The big commercial concerns of to-day are quite exceptionally incompetent. They will be even more incompetent when they are omnipotent. Indeed, that is, and always has been, the whole point of a monopoly; the old and sound argument against a monopoly. It is only because it is incompetent that it has to be omnipotent. When one large shop occupies the whole of one side of a street (or sometimes both sides), it does so in order that men may be unable to get what they want; and may be forced to buy what they don't want. That the rapidly approaching kingdom of the Capitalists will ruin art and letters, I have already said. I say here that in the only sense that can be called human, it will ruin trade, too.

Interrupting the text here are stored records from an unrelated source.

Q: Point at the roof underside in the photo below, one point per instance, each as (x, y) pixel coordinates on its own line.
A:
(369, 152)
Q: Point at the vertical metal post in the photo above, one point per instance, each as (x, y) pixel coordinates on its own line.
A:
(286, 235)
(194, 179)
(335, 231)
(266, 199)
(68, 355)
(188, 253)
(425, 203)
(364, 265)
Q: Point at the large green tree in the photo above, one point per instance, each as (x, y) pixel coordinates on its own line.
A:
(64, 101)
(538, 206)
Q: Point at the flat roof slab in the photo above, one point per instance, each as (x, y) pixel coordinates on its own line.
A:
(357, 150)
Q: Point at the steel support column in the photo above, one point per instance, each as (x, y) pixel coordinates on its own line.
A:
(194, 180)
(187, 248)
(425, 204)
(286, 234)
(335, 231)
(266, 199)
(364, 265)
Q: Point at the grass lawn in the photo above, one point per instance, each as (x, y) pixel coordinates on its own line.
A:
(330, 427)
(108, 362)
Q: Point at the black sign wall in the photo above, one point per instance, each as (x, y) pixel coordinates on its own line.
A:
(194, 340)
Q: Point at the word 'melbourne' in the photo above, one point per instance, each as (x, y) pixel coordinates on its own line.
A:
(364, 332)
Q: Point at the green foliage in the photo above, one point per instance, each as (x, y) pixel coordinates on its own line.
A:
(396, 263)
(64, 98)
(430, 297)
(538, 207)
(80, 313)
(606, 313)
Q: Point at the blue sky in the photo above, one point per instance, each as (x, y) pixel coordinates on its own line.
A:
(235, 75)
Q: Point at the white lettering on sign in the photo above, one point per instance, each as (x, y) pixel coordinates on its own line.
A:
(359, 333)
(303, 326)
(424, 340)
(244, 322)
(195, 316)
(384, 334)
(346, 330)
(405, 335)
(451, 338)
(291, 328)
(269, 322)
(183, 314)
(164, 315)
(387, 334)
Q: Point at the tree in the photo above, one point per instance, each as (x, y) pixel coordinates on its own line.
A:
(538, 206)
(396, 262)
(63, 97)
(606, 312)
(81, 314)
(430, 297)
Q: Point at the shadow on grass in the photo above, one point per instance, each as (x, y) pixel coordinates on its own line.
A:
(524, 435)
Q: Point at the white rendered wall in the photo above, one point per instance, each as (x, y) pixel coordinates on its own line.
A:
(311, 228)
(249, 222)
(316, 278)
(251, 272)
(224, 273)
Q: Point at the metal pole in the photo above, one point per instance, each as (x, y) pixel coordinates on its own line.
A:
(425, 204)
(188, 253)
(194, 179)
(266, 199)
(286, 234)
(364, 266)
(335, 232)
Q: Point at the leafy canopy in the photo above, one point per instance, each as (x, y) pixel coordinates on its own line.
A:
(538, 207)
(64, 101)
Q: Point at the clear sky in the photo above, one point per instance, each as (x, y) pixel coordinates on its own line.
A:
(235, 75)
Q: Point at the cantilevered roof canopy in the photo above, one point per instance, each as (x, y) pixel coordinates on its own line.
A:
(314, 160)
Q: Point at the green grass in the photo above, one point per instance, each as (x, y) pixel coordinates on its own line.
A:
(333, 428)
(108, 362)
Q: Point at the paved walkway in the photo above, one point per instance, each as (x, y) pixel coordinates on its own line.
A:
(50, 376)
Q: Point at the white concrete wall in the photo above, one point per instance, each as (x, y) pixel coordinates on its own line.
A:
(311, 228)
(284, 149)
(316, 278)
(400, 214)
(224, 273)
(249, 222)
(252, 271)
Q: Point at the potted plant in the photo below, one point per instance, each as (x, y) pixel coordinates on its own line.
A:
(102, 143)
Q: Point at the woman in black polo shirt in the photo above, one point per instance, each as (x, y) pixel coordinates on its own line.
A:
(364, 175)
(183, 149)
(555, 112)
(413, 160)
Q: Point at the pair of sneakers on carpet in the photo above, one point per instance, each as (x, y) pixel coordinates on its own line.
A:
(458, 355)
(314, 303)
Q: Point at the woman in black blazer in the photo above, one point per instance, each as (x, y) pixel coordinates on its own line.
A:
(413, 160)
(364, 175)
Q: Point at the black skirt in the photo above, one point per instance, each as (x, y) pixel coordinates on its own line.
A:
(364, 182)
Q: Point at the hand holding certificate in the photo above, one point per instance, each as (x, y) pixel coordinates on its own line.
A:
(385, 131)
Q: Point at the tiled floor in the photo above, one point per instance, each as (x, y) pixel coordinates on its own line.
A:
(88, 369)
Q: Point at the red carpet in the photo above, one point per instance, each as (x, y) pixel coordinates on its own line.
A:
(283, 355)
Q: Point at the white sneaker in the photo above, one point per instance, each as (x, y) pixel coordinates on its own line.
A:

I will not let Christmas go by, even when writing for a revolutionary paper necessarily appealing to many with none of my religious sympathies, without appealing to those sympathies. I knew a man who sent to a great rich shop for a figure for a group of Bethlehem. It arrived broken. I think that is exactly all that business men have now the sense to do.
IV. The War on Holidays
The general proposition, not always easy to define exhaustively, that the reign of the capitalist will be the reign of the cad--that is, of the unlicked type that is neither the citizen nor the gentleman--can be excellently studied in its attitude towards holidays. The special emblematic Employer of to-day, especially the Model Employer (who is the worst sort) has in his starved and evil heart a sincere hatred of holidays. I do not mean that he necessarily wants all his workmen to work until they drop; that only occurs when he happens to be stupid as well as wicked. I do not mean to say that he is necessarily unwilling to grant what he would call "decent hours of labour." He may treat men like dirt; but if you want to make money, even out of dirt, you must let it lie fallow by some rotation of rest. He may treat men as dogs, but unless he is a lunatic he will for certain periods let sleeping dogs lie.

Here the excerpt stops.